Loyalty cards are another issue. These cost a yearly subscription, and being asked if you have one right at the moment of transactional copulation is a buzz-kill. Dreading the pressure of signing up is a great way to block the dopamine release that might get me to come back. It would be like my wife, in a moment of tenderness, asking me if I remembered to take out the trash. No? Well, would you like to? Are you sure? It’ll save you a guilt-trip right now and 20% off any future guilt trip for the next year.
Regular discounts on all books (even if only 10% on paper and 20% on hardback) would have moved much more product than a loyalty card. The indie store I worked in did frequent promotions like this, and the results were obvious. All hardbacks were discounted, all the time. All staff picks (and there were hundreds throughout the store) were as well. Both sets of books flew, as we reduced the incentive to shop online and provided real curation, not bought curation.
What could have saved B&N (and what might work right now if launched immediately and with gusto) is a plan to embrace digital, not just in product, but in customer connection. If B&N offered a free audiobook and ebook with the sale of every hardback, and a free ebook with the sale of every paperback, they could get people through their doors. More importantly, the perceived value of the purchase would go up without impacting the actual cost of the transaction. Buy a book, get some electrons for free.
Except it would be better than free for the publishers and the bookstore. To qualify for the digital freebie, all you have to do is flash your FREE loyalty card. In exchange for the digital wares, B&N supplies the publisher with data on shopping habits. People who bought this book also like that book. And if there’s an author event (I’ll get to that in a moment), the readers who like similar books are notified in advance and invited out.
Speaking of author events, why not have more of them? B&N seems to hate author events. Indie bookshops excel at these. Part of the problem is the ordering system. Have a weekly indie night where a local self-published author supplied their own books—these are then purchased through the B&N till—and the author is given a cash cut on the way out the door. No need to predict sales and stock books or return them. I tried this with my self-published books, and the B&Ns I talked to were unable to process how this would even work. No, they would have to order them in advance and return them. No flexibility or creativity. Meanwhile, coffee shops and art co-ops were able to manage this, and we all made out.

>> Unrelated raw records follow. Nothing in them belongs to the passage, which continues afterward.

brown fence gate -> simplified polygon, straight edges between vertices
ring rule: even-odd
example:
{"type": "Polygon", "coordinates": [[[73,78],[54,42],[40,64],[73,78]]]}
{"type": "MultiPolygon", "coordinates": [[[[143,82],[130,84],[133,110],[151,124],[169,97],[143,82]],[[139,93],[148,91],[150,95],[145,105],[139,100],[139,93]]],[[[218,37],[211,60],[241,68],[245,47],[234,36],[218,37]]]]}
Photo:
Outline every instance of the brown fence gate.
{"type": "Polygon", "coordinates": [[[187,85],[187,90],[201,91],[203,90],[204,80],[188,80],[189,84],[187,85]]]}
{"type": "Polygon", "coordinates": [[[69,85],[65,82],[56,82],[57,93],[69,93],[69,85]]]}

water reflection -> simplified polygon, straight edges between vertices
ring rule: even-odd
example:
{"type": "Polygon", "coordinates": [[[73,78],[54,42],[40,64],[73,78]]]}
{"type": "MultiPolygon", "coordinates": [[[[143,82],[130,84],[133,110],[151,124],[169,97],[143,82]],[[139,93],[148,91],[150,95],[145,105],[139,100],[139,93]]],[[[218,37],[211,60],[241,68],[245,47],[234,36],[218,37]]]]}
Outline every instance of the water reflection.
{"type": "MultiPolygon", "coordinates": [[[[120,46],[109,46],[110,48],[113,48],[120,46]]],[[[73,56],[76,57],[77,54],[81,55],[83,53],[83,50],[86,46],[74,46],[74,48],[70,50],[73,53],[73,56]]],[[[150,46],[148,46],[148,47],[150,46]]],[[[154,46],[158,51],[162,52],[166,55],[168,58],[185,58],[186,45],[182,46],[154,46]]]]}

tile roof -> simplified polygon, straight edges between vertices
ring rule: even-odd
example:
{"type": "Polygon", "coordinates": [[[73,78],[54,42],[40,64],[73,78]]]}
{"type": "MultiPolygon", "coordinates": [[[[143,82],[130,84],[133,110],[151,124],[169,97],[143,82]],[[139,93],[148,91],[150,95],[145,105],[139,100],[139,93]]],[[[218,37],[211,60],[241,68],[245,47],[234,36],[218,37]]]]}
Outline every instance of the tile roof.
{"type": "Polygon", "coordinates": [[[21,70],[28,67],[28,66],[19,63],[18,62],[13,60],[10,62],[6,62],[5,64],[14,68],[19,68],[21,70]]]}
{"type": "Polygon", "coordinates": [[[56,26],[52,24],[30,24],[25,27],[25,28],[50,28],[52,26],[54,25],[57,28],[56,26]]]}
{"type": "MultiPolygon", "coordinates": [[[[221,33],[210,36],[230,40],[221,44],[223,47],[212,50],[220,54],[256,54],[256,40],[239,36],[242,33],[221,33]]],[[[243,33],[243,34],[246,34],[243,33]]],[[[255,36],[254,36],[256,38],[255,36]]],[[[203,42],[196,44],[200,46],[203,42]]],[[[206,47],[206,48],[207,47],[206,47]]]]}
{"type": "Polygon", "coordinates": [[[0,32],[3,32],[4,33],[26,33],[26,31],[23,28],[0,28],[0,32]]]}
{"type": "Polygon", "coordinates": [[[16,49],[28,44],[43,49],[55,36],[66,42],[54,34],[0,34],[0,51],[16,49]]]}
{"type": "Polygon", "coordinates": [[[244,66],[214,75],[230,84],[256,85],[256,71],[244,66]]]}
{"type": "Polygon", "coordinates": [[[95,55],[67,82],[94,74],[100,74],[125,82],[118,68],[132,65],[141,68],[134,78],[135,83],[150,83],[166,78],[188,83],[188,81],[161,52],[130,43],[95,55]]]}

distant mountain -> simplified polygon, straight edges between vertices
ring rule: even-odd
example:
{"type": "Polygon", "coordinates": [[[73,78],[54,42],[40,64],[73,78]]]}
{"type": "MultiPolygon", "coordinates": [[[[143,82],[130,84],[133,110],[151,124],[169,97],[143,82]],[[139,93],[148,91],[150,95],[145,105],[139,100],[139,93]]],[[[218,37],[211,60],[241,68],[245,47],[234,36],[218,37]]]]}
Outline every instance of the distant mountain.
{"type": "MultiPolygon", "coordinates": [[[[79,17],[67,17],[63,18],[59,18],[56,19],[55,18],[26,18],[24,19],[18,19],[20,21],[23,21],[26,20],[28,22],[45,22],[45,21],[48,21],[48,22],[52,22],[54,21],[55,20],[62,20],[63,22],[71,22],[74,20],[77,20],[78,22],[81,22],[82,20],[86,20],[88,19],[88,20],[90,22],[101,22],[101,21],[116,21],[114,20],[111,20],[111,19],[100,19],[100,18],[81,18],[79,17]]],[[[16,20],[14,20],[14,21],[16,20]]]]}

At my B&N in college, I organized reading groups and book clubs. What happened to these? And where are the writing groups or the affiliation with NaNoWriMo and Camp NaNo? Where are the writing workshops? Turning B&Ns into the hub for all the aspiring and published writers in the community is a no-brainer. This is like comic shops having a gaming night. Sure, people don’t spend a ton during these events, but they make the store a hub of their social lives. We reward those hubs. Our lives orbit them.
All it takes is appealing to what the customer wants. Which requires remembering who your customers are. We’re the guys and gals draped sideways over the comfy chairs, piles of books at our feet, heads bursting with all we want to read, and often with all we dream of writing. Cater to us, not the stockholders. Cater to us, not the publishers. It’s what the indie bookstores are doing. And it’s why they’re going to eat your lunch.